Research center at the Massachusetts Institute of Technology

The MIT Center for Information Systems Research (CISR) is a research center at the MIT Sloan School of Management founded in 1974. MIT CISR's research focuses on the use of information technology and management in complex organizations. Its mission is to "develop concepts and frameworks to help executives address the IT-related challenges of leading increasingly dynamic, global, and information-intensive organizations."
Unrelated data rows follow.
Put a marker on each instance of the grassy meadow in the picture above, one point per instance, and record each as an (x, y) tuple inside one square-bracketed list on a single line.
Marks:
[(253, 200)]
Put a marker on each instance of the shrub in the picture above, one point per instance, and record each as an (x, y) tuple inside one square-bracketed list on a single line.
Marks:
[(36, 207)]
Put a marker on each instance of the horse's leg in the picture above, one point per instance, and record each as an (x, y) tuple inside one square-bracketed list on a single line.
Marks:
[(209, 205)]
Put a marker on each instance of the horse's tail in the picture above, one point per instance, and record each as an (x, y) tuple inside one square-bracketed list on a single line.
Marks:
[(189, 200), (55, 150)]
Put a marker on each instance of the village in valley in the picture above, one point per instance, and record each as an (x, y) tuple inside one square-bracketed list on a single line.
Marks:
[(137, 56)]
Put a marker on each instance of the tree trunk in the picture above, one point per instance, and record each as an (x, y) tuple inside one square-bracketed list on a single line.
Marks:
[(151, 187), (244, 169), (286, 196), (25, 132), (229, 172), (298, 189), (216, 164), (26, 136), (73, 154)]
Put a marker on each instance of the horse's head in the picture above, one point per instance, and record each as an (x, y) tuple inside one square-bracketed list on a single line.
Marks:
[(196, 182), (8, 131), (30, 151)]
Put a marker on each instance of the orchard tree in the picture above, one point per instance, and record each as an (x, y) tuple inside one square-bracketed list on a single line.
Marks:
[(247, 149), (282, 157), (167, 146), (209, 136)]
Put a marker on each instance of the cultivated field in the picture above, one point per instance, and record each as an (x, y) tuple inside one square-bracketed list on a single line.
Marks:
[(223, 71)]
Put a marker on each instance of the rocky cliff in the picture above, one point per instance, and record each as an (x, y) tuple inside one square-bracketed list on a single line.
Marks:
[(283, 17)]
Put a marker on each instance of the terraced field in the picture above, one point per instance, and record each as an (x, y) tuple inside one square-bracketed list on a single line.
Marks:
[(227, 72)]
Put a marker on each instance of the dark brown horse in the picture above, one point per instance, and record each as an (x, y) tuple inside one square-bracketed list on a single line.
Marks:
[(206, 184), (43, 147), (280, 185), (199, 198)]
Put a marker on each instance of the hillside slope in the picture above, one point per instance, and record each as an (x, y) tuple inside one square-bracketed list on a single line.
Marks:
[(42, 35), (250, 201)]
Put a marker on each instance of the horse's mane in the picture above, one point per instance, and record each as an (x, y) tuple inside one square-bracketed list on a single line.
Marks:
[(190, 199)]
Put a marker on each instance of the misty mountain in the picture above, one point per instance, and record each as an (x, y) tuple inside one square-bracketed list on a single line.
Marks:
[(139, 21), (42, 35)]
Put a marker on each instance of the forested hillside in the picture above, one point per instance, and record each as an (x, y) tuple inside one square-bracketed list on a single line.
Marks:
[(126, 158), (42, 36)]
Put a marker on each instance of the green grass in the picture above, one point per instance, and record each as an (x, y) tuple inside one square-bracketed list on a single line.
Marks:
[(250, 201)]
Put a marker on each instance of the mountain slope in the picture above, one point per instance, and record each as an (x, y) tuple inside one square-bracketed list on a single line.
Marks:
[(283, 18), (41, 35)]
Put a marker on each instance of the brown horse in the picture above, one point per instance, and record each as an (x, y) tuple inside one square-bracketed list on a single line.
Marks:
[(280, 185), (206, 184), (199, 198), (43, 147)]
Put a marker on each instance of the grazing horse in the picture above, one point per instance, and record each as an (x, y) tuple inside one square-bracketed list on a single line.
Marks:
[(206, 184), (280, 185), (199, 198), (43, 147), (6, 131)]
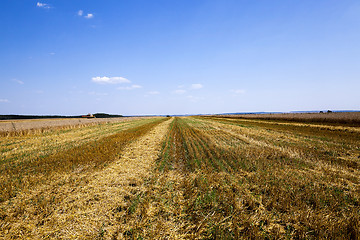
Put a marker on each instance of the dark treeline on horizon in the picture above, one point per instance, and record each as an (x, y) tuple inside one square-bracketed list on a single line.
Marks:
[(19, 117)]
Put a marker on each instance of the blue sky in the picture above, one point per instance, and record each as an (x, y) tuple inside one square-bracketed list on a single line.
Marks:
[(178, 57)]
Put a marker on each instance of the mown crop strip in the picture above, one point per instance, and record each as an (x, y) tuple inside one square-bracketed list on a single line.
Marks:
[(27, 174)]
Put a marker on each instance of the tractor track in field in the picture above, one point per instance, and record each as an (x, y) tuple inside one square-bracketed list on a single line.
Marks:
[(90, 203)]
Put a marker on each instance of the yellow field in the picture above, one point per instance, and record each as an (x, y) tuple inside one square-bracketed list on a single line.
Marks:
[(182, 178)]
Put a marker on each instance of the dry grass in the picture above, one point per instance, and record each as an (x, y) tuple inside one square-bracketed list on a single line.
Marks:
[(28, 161), (10, 128), (228, 180), (215, 178), (85, 204)]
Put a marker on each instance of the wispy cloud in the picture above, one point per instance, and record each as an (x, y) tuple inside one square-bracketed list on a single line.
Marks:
[(196, 86), (238, 91), (180, 91), (43, 5), (130, 87), (98, 94), (89, 15), (153, 92), (110, 80), (18, 81), (193, 98)]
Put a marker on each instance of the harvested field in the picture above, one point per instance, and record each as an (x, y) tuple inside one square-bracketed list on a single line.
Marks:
[(347, 118), (21, 127), (184, 178)]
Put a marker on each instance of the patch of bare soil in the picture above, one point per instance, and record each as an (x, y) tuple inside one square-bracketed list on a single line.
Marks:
[(85, 206)]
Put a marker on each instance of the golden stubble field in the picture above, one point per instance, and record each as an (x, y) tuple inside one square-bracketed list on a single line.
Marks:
[(183, 178)]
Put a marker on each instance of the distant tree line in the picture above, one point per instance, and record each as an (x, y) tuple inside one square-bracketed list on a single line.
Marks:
[(18, 117)]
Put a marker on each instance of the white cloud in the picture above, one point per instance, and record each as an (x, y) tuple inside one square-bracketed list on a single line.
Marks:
[(180, 91), (196, 86), (43, 5), (110, 80), (238, 91), (130, 88), (18, 81), (89, 15), (98, 94)]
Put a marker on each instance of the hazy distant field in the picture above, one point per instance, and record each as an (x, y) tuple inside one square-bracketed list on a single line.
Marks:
[(347, 118), (21, 127), (183, 178)]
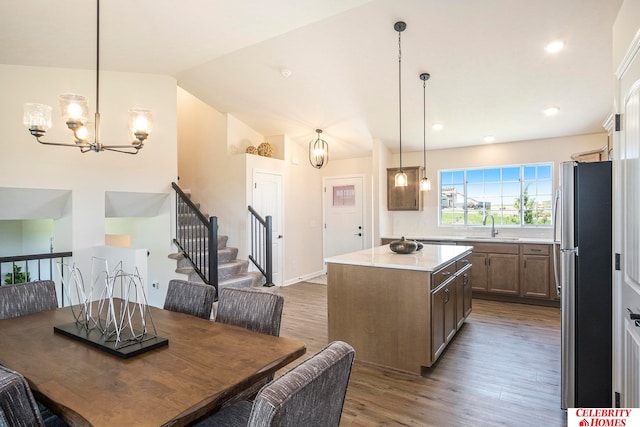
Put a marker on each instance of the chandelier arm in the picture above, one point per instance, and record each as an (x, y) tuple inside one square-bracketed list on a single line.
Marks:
[(125, 149), (61, 144)]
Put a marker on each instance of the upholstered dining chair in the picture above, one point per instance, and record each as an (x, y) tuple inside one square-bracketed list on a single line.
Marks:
[(17, 405), (22, 299), (190, 297), (311, 394), (250, 308)]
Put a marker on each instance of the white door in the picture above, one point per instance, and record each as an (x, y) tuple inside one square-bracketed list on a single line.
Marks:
[(343, 202), (268, 201), (627, 206)]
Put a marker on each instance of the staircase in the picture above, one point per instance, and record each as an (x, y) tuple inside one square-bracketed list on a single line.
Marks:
[(232, 272)]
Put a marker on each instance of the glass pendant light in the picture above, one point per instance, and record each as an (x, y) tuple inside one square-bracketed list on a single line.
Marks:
[(401, 177), (425, 184)]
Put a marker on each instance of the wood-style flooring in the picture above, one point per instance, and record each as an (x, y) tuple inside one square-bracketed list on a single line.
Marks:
[(501, 369)]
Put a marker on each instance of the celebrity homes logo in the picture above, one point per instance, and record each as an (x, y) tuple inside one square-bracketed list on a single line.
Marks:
[(603, 417)]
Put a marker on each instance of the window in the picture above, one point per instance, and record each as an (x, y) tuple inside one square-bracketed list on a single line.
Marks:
[(514, 195)]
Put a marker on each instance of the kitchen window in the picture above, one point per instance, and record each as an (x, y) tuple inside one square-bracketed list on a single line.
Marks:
[(519, 195)]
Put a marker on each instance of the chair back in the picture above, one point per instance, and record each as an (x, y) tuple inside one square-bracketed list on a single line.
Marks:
[(22, 299), (17, 405), (190, 297), (311, 394), (252, 309)]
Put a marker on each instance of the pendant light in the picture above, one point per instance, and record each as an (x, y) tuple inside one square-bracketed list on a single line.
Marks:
[(318, 151), (425, 184), (401, 177)]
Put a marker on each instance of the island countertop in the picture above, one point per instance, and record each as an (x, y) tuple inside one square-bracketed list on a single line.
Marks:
[(429, 258)]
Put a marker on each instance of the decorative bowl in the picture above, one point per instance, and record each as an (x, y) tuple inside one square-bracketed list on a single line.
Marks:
[(404, 246)]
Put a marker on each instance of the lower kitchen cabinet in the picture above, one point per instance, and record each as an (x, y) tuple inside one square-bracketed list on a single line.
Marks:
[(443, 317), (504, 274), (536, 270), (463, 296)]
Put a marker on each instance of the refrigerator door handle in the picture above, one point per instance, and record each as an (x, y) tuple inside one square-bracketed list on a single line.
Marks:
[(556, 222)]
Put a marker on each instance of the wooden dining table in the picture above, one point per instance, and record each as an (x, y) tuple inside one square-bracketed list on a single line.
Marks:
[(204, 364)]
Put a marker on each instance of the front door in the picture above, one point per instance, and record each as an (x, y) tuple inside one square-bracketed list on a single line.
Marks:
[(343, 202), (268, 201)]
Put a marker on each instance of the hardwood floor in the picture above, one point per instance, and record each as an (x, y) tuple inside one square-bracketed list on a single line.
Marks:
[(502, 368)]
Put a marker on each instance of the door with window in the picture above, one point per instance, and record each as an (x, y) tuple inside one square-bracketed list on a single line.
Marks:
[(343, 202)]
The Center for Information Systems Research has done groundbreaking research in the areas of managerial computing, executive support systems, critical success factors, IT governance, IT portfolio management, operating model, and enterprise architecture.

== History ==
The Center for Information Systems Research (CISR) was established in 1974 by the MIT Alfred P. Sloan School of Management. Its initial mission was described as: To conduct research on the effective use of computer-based information systems, and in particular concern itself with helping managers deal with questions of information system effectiveness. Among its first scientists were John F. Rockart, Norman Rasmussen, Peter Chen, John J. Donovan, Stuart Madnick, Henry D. Jacoby, Peter G.W. Keen, Charles B. Stabell, Steve Alter and Michael J. Ginzberg.
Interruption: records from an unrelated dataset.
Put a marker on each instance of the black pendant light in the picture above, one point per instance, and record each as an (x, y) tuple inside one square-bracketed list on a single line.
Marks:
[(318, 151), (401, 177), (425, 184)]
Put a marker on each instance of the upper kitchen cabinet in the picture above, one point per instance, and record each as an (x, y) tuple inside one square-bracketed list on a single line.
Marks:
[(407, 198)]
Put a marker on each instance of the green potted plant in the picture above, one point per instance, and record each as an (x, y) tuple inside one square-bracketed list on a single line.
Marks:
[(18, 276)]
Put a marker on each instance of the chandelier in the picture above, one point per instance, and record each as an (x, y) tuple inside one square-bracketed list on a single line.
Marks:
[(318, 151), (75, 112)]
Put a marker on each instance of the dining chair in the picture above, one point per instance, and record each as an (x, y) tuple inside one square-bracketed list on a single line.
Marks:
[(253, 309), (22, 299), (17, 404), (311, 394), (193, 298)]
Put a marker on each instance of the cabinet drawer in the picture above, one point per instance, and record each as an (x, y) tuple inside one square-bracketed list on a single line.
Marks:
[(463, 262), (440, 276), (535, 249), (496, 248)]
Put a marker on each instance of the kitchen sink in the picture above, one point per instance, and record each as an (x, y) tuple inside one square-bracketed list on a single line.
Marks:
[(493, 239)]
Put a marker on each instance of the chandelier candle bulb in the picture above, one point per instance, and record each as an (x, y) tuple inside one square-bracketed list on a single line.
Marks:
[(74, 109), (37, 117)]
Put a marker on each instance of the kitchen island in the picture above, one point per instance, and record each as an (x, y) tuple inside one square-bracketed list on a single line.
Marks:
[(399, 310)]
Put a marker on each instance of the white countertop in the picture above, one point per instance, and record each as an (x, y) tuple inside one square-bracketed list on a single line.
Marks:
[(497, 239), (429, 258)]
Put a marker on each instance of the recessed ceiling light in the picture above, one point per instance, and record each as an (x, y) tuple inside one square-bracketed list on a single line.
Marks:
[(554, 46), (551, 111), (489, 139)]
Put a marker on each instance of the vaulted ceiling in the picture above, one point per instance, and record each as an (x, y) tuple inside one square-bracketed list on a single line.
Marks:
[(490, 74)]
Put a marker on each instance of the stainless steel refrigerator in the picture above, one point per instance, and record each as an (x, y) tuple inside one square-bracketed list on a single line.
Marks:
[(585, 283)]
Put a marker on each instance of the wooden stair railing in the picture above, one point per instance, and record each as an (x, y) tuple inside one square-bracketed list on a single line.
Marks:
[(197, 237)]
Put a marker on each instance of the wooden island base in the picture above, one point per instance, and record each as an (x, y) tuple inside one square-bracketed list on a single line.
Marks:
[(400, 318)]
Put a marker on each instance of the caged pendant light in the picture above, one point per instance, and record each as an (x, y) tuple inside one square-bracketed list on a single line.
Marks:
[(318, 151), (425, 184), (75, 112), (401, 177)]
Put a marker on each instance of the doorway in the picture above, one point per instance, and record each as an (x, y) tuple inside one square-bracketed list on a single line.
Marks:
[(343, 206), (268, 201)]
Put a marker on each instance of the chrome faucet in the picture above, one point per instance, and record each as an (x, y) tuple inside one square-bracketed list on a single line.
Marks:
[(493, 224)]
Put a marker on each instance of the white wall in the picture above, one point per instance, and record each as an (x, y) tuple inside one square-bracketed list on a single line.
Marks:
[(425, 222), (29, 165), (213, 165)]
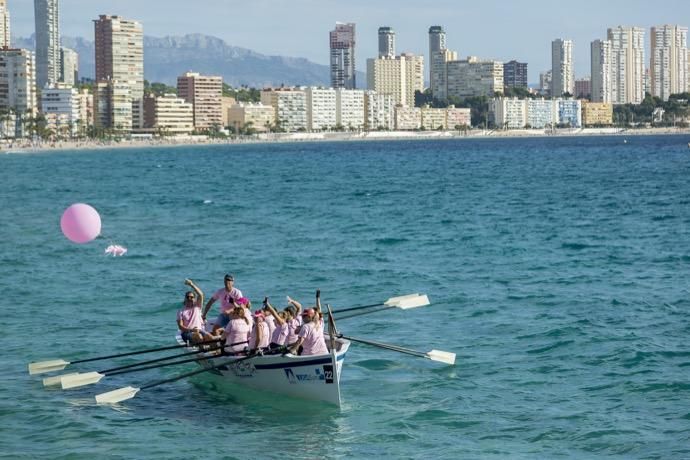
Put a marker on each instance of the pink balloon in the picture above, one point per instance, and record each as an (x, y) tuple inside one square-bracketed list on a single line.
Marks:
[(80, 223)]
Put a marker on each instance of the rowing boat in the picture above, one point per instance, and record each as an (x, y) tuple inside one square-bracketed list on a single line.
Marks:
[(315, 377)]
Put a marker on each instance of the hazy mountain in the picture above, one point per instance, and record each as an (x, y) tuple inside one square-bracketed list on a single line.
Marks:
[(166, 58)]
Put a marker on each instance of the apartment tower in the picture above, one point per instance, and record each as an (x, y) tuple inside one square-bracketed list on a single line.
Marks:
[(386, 42), (602, 71), (669, 62), (120, 58), (47, 16), (342, 41), (205, 93), (4, 25), (563, 77), (628, 63)]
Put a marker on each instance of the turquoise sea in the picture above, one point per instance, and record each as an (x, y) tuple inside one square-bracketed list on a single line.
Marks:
[(558, 271)]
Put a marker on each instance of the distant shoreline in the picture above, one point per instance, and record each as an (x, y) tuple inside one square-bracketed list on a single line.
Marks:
[(266, 138)]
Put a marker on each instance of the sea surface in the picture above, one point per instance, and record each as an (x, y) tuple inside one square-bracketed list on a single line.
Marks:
[(558, 271)]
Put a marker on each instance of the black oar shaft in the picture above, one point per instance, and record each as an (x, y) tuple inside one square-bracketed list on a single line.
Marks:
[(138, 352)]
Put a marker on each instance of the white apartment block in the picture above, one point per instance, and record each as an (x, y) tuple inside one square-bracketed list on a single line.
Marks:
[(290, 106), (69, 66), (439, 72), (379, 111), (321, 109), (113, 105), (349, 109), (541, 113), (61, 106), (628, 63), (669, 61), (434, 119), (458, 117), (18, 82), (4, 25), (205, 94), (473, 77), (407, 118), (509, 113), (258, 116), (562, 72), (168, 114), (400, 76), (602, 71)]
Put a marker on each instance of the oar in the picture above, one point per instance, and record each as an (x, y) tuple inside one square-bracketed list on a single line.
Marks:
[(124, 393), (59, 364), (434, 355), (89, 378), (404, 302)]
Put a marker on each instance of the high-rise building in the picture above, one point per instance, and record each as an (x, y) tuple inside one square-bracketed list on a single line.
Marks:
[(669, 62), (602, 71), (628, 64), (439, 73), (4, 25), (562, 73), (386, 42), (400, 77), (18, 84), (205, 94), (69, 66), (342, 40), (474, 77), (47, 16), (120, 58), (583, 88), (515, 74), (437, 43)]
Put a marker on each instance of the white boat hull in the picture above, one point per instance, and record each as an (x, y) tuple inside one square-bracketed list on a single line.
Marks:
[(306, 377)]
Over the years the Center for Information Systems Research has published a series of about 400 working papers, and has held many seminars and conferences. Together with other early IT research centers, such as the Management Information Systems Research Center at Minnesota (established in 1968), they helped to shape the young information systems discipline.

Professor Michael Scott Morton was the first director, from 1974 to 1976. The first long standing director of the Center for Information Systems Research was John F. Rockart, who managed the center from 1976 to 2000. He was succeeded by Peter Weill, who was succeeded in 2008 by Jeanne W. Ross. Stephanie Woerner has been director since 2022 and Peter Weill is currently the chairman of MIT CISR.
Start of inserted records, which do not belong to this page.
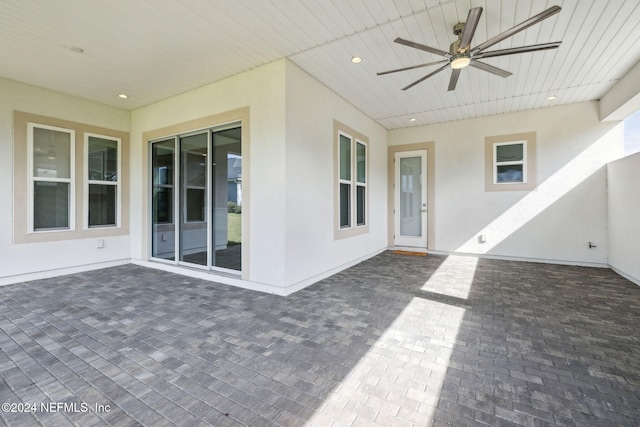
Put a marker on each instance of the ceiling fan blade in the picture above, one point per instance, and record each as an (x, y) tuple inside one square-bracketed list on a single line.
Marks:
[(490, 68), (514, 30), (522, 49), (412, 67), (453, 81), (422, 47), (470, 27), (426, 77)]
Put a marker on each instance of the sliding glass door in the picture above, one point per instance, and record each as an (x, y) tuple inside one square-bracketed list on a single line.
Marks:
[(197, 199), (194, 150)]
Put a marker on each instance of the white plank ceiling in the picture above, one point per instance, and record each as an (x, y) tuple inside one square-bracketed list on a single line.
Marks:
[(155, 49)]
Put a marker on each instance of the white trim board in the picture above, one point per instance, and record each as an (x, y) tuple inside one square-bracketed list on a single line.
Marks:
[(57, 272), (248, 284), (522, 259)]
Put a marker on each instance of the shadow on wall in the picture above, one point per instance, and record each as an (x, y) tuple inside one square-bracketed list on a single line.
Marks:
[(577, 186)]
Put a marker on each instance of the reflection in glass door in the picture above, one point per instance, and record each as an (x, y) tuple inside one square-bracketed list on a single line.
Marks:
[(162, 203), (193, 199), (197, 184), (227, 189)]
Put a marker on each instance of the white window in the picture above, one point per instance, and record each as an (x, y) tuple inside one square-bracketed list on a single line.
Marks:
[(510, 162), (102, 189), (352, 178), (51, 178)]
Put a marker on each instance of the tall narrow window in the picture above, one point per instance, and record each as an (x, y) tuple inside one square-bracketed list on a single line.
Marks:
[(51, 177), (345, 181), (352, 182), (102, 181), (361, 182)]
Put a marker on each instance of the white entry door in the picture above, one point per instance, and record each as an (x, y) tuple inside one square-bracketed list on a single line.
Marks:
[(410, 188)]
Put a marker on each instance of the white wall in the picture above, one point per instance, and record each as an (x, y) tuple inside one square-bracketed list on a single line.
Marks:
[(624, 211), (23, 261), (291, 171), (310, 246), (556, 221)]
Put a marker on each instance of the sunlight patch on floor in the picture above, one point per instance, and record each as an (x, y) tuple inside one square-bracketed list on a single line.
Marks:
[(454, 277), (401, 375)]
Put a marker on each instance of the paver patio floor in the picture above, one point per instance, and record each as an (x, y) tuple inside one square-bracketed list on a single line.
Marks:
[(395, 340)]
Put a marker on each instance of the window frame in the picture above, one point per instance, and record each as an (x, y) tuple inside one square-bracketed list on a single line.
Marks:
[(522, 162), (23, 166), (529, 172), (31, 180), (356, 211), (87, 182)]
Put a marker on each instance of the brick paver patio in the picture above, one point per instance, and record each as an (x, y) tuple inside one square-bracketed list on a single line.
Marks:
[(394, 341)]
Other researchers and (former) faculty members associated with the Center for Information Systems Research are John F. Rockart, Dale L. Goodhue, Stuart Madnick, JoAnne Yates, Wanda Orlikowski, Peter Weill, Jeanne W. Ross, and Cynthia Beath.

==Selected publications==
Working papers, a selection:
- Alfred P. Sloan School of Management, Center for Information Systems Research (1974) Statement of Purpose, Structure and Research Goals. Report CISR-1. Sloan WP 749-74 (1974)
- Keen, Peter G. W Information systems and organizational change CISR No. 55 Sloan VJP No. 1118-80 (1980)
- Dickson, Gary W; Rockart, John F. The role of information systems research centers CISR No. 62 Sloan WP No. 1158-80 (1980)
- Bullen, Christine V., and John F. Rockart. A primer on critical success factors. CISR No. 69. Sloan WP No. 1220-81 (1981).

Other publications:
- Rockart, John F., and Christine V. Bullen. The rise of managerial computing: the best of the Center for Information Systems Research. Dow Jones-Irwin, 1986.